PASSAGEM POR SCLIAR E OURO PRETO
Romério Rômulo (2000)

verdade mineira de dizer scliar: difícil de tão fácil, relato-me e o
relato: do mineiro que sou ao gaúcho que vê ouro preto de ouro
preto, gaúcho que me descobre a ouro preto que não vi: retilínea
que eu vejo barroca. scliar analisa o tempo íntimo do tempo.
caminho-lhe a fala, de hoje, entrado, leio a palavra na paisagem:
           "arme e desarme
            a paisagem é outra
            e a mesma
            e você é o mesmo
            e outro."
armo e desarmo, sou o mesmo e outro. a paisagem: scliar e ouro
preto, outros. a paisagem: scliar e ouro preto, mesmos. sclair é fé:
estou com ele.
prestes homenageado, traço scliar, traço niemeyer. desenho e
palavra mostram a vida tanta: prestes 90 anos.
percorro trípticos, agitado, um. calmo, outro. tensão-dimensão: o ato
compulsivo-dialético do homem. O homem que scliar acredita.
caminho por flores de racionalidade. a flor de racionalidade em
scliar é emoção. cada gesto, domado. cada emoção, domada. domados,
emoção e gesto pulsam, scliar relata: "eu pinto o cheiro das flores."

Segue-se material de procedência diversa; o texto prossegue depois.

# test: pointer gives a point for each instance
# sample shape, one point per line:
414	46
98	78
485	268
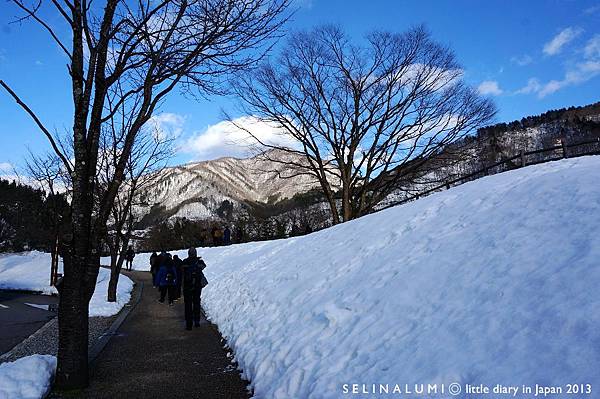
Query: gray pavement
22	314
152	356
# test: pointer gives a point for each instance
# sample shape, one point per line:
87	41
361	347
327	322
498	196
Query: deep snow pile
31	271
27	378
492	282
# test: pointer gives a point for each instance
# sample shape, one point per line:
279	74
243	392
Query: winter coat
227	236
162	278
193	278
154	264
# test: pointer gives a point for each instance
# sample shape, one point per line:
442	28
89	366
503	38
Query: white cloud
167	124
533	86
489	87
550	87
5	167
557	43
592	48
230	138
522	60
580	73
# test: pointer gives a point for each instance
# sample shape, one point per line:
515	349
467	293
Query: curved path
153	356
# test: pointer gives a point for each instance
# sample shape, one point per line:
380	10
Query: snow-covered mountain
212	189
491	282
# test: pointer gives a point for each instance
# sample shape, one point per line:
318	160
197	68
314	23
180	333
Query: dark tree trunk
116	264
72	371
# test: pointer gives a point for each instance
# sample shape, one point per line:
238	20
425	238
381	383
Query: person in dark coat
166	280
226	236
154	266
178	263
129	255
193	282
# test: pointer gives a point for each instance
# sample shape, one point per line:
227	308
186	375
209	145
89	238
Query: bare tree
368	117
130	55
150	152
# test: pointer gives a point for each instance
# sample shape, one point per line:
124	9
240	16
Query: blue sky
530	56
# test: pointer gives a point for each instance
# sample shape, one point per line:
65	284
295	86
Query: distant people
239	235
217	236
193	282
154	265
166	280
178	263
226	236
129	255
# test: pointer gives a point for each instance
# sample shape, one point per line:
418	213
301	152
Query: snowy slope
492	282
30	271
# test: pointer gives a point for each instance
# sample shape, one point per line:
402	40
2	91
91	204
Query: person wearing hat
193	282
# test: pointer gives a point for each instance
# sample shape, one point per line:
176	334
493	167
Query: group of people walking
174	277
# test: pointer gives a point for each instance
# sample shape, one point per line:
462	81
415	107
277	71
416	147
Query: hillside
217	188
491	282
227	188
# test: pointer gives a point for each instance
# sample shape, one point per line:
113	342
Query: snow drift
492	282
30	271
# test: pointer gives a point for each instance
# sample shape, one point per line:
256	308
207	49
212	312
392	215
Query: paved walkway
153	356
22	314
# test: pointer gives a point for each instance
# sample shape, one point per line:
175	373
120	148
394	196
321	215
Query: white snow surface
27	378
30	271
492	282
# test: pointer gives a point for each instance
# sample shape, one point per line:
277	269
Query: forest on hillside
26	220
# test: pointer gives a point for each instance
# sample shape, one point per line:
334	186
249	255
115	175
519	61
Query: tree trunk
116	264
72	370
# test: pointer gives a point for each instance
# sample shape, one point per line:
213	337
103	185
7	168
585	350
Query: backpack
170	277
194	276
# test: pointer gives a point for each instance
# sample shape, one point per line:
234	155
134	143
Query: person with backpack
129	255
193	282
226	236
178	263
154	265
166	280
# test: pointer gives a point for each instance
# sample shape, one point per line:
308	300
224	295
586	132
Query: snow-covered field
492	282
31	271
28	377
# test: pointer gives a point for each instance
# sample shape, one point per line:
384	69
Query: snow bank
492	282
27	378
30	271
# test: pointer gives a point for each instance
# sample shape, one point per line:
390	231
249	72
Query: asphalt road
19	319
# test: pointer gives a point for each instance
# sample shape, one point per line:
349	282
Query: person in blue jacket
166	280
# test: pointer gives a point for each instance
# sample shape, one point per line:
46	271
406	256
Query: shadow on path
153	356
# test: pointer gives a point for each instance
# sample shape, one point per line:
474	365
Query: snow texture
27	378
492	282
30	271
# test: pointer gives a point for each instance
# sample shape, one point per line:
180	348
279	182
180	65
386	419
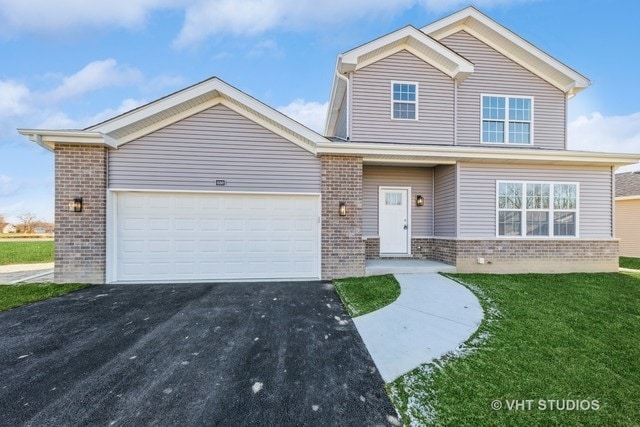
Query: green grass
545	337
25	252
626	262
12	296
362	295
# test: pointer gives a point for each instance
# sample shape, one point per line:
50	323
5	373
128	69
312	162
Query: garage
167	236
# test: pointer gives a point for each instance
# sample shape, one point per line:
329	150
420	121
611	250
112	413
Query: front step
376	267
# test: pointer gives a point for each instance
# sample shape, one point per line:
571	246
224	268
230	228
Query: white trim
511	45
523	210
409	206
507	120
416	103
155	190
449	154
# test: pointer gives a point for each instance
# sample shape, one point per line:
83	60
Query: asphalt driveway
196	354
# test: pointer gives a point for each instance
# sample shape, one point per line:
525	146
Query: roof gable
175	107
628	184
510	45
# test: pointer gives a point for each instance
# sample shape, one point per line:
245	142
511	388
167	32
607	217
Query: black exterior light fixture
76	205
342	209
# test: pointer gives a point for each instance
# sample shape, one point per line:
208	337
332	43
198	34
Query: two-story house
447	142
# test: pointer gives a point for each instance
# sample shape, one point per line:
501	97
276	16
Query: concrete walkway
432	317
26	273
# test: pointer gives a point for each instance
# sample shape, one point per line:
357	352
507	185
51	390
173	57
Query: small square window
404	101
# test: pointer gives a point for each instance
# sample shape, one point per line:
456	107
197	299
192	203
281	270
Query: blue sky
69	64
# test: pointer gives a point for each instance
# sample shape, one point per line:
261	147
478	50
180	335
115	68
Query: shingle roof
628	184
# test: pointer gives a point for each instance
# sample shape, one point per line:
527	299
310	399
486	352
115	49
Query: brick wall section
537	256
343	250
80	242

quadros claros: esta maior última de scliar. ao "sermam de terceyra
dominga"  scliar soma: "e agora."
ouro preto volta: casario sobre tela. ouro preto volta: gravura com
o grito-bandeira de manuel bandeira que scliar agita:
                 "meus amigos
                  meus inimigos
                  salvemos ouro preto"
corto:
         "meus amigos
          meus inimigos
          salvemos a luta de scliar."
por cartazes e livros, scliar gráfico apontando caminhos. mesmo
de assinar. assinatura-traço-poema: concreto-pôr-sobre.
                                 ultra-pássaro scliar
                                 liberto tanto
                                 ave!